The Vulnerability Management Process
The first phase of the vulnerability management process is asset discovery. You need to know what’s deployed on your network, which is increasingly difficult with BYOD and lines of business going off and “doing their own thing” outside of IT.
You will learn about vulnerabilities in your network through sources like the CVE security management database, network vulnerability testing, vendor announcements, your logs and your SIEM, reports from your staff, and unfortunately sometimes in the wake of real cyber attacks.
Do make sure you record your vulnerability discoveries in as much detail as possible, and preferably in a way that’s only accessible to the people who need to know about them.
Reports should also be organized according to which aspects a vulnerability pertains to, such as an application your network uses, or a physical building vulnerability. Because vulnerabilities pertain to all the aspects and facets of your network, you should have lots of different categories.
Regulations and compliance standards, as well as company policy, must also be considered. Depending on your company, industry, and jurisdiction, there may be specific standards that your vulnerability management reporting must conform to.
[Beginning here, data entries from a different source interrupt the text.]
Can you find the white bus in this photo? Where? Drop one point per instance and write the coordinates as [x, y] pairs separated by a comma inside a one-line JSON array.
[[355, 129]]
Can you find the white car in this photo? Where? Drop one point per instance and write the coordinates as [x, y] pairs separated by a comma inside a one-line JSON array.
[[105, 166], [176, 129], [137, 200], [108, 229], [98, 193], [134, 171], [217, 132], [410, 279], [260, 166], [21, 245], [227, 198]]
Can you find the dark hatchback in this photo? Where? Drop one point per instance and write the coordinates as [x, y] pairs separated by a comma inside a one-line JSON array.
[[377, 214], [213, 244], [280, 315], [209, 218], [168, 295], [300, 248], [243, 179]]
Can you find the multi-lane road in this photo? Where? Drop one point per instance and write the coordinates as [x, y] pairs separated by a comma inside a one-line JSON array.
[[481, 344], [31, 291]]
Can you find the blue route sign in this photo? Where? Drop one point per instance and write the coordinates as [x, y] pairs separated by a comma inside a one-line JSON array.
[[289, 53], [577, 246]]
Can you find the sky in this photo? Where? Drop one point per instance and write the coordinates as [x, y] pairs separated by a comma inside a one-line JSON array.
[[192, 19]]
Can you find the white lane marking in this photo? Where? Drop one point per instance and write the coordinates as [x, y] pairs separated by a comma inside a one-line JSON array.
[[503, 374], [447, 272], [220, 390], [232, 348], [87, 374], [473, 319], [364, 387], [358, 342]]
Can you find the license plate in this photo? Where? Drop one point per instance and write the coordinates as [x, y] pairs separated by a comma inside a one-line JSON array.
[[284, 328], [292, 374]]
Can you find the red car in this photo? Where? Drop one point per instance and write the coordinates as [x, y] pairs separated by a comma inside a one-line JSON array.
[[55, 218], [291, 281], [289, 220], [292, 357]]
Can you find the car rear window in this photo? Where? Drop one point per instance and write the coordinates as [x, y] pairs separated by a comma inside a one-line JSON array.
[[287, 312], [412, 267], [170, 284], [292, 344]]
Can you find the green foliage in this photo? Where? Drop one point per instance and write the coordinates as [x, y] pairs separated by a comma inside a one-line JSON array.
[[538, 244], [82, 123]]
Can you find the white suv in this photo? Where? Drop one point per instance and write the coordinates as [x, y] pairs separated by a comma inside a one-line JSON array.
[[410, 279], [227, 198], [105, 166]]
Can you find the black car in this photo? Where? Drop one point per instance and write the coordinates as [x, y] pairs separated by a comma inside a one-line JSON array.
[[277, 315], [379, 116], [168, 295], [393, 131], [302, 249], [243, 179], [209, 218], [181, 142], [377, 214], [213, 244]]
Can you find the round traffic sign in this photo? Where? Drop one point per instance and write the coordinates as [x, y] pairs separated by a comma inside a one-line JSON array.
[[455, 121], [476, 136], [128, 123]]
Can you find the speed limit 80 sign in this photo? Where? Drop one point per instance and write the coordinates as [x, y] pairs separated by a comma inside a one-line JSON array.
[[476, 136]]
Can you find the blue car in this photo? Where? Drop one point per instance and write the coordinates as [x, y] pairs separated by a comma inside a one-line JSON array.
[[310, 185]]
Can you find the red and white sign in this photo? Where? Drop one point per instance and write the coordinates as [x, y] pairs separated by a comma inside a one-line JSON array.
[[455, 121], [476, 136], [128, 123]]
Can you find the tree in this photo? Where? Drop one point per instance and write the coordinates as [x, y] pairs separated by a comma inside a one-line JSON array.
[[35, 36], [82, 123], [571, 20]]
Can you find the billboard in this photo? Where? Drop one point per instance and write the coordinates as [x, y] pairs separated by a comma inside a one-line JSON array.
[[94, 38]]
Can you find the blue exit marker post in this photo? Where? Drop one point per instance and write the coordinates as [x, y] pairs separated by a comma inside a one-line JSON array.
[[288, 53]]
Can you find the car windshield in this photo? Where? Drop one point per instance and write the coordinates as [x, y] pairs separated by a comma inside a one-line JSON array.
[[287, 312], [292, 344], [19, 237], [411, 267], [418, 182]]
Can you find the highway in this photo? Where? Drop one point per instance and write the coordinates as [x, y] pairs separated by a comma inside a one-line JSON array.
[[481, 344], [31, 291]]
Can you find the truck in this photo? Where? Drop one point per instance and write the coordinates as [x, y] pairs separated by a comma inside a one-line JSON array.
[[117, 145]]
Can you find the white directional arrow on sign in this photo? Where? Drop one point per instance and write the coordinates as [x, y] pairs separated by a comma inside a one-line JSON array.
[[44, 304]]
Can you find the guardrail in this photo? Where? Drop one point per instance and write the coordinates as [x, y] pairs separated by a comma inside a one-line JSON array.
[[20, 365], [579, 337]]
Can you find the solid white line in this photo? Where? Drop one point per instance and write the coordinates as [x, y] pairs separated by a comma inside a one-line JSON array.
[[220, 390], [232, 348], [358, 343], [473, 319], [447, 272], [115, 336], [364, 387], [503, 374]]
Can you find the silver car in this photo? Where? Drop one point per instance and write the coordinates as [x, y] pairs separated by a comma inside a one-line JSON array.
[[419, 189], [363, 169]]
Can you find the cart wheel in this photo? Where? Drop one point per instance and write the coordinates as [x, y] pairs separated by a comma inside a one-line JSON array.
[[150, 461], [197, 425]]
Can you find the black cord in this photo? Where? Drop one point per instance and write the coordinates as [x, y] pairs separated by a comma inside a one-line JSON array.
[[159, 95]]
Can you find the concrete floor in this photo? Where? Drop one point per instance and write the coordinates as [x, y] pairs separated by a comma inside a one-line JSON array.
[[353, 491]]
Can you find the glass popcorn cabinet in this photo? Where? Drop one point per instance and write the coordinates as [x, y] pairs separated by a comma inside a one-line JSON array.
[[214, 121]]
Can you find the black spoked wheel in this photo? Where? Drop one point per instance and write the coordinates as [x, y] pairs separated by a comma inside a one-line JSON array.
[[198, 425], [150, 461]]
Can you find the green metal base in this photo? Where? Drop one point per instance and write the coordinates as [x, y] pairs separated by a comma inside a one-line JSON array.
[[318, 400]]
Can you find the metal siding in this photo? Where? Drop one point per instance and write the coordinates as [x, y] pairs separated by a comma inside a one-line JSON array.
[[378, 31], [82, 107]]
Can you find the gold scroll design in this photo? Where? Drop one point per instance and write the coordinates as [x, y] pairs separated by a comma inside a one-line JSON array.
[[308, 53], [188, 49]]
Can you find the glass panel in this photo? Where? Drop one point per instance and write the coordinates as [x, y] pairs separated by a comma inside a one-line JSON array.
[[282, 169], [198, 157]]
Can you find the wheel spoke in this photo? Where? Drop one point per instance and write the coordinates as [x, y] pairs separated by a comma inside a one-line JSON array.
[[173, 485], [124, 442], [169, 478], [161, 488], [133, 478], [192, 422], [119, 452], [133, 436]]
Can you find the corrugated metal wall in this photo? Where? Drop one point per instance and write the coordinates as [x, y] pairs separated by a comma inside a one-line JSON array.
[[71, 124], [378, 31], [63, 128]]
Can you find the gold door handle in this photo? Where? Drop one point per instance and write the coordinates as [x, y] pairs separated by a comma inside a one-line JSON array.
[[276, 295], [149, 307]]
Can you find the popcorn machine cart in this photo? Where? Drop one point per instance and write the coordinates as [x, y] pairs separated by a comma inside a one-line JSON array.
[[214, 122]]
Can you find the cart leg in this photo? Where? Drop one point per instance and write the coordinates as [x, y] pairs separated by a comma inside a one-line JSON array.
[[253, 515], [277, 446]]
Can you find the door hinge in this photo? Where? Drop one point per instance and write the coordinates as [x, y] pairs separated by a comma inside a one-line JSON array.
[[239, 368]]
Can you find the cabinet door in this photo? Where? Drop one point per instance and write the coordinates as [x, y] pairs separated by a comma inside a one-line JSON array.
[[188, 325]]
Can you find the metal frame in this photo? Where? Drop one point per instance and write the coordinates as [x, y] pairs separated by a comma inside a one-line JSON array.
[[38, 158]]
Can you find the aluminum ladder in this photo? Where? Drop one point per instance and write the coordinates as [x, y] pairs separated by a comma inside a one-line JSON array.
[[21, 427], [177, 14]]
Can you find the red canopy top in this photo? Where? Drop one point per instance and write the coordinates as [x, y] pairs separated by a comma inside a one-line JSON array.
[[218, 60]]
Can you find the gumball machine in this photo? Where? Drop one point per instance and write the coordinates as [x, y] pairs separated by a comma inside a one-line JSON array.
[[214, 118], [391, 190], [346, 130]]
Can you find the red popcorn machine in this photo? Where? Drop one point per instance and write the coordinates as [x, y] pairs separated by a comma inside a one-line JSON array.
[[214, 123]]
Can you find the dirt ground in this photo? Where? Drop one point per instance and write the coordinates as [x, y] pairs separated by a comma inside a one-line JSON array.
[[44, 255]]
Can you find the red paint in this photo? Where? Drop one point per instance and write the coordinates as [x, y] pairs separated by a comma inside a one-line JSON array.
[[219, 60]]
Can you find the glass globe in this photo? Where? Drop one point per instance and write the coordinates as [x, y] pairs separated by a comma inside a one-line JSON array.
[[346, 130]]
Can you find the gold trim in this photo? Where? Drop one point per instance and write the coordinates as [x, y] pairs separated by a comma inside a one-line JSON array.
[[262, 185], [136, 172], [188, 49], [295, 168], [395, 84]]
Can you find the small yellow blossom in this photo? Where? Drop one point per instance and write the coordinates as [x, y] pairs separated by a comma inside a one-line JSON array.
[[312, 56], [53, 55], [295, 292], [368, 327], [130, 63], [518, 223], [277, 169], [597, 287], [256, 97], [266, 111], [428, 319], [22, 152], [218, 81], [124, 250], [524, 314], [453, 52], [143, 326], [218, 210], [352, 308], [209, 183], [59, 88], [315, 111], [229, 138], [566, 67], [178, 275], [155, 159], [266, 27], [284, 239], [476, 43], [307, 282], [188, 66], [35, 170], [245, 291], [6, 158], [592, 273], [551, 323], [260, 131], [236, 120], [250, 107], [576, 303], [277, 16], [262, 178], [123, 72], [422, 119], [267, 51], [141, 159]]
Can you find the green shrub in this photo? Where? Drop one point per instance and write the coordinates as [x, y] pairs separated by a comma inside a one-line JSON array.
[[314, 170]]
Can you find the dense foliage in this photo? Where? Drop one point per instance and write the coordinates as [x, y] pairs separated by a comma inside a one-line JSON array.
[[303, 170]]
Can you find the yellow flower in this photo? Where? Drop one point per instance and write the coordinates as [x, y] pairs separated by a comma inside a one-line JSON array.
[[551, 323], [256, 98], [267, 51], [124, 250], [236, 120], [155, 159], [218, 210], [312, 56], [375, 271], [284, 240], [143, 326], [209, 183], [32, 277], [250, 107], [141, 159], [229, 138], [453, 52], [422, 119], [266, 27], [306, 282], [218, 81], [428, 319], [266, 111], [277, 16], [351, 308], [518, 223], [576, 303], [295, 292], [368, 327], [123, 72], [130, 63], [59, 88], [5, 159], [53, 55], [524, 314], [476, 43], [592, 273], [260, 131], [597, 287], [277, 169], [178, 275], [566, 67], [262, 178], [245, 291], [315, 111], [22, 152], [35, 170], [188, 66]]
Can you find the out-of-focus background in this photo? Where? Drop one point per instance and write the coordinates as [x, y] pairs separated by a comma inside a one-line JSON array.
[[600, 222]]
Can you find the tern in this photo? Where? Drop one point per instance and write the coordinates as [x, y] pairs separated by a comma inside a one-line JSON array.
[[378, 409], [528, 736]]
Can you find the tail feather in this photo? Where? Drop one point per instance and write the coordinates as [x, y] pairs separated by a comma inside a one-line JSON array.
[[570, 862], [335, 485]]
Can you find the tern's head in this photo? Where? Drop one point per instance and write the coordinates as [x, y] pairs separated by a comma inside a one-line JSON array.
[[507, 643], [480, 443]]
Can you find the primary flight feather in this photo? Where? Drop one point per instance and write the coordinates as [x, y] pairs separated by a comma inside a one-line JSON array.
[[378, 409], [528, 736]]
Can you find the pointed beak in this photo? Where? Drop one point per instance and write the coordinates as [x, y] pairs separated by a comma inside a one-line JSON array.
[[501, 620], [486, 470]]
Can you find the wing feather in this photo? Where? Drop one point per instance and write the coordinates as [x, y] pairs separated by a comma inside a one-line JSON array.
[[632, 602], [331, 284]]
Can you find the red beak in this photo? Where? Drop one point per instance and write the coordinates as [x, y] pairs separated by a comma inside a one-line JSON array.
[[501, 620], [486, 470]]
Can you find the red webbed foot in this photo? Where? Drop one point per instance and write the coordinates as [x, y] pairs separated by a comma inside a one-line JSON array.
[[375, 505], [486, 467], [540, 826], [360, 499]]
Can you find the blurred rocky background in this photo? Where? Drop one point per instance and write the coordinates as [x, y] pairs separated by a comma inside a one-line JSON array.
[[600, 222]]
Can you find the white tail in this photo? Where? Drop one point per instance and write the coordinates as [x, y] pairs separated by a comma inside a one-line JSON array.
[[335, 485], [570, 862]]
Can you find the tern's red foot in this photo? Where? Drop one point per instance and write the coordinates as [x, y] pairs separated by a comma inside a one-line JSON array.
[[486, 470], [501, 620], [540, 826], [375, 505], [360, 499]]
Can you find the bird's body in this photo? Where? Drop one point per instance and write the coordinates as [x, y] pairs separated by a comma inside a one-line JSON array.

Over time, you will inevitably discover and report a lot of vulnerabilities. A good prioritization process will help you triage your vulnerabilities so you can respond to them more effectively. One important and useful way to categorize your vulnerabilities is according to urgency. Obviously more urgent vulnerabilities should be dealt with first. What are the possible consequences of a particular vulnerability being exploited? How much money is at stake? Is there any possible harm to real people? How large is the attack surface corresponding to a vulnerability? How many of your machines, appliances, applications, or physical entities are at risk? Is the cost of protecting an asset less than the cost of it being attacked?
The next phase is your risk response. That will be somewhat related to your prioritization. You can categorize your risk responses according to which risks you can remediate, mitigate, or accept. Sometimes very difficult decisions have to be made. An asset that would cost more to secure than lose may possibly correlate with a risk you decide to accept. Or you might decide that it’s important enough for employees to be able to bring their own devices into your network that you accept the significant amount of risk that introduces. Patchable software vulnerabilities are remediate-able risks, but patching can also bring it’s own challenges. Note: in some cases mitigating risks could be a matter of taking a hardware device with too many vulnerabilities out of your network and replacing it with a device with fewer vulnerabilities.
Vulnerability Management in a Nutshell
Proper and effective vulnerability management requires a certain mindset and attitude. You must understand that everything has vulnerabilities. Your network and the threat landscape will evolve over time, and you must keep on your toes. Difficult decisions will have to be made sometimes. There are multiple sources for vulnerability information and also multiple ways you can deal with them.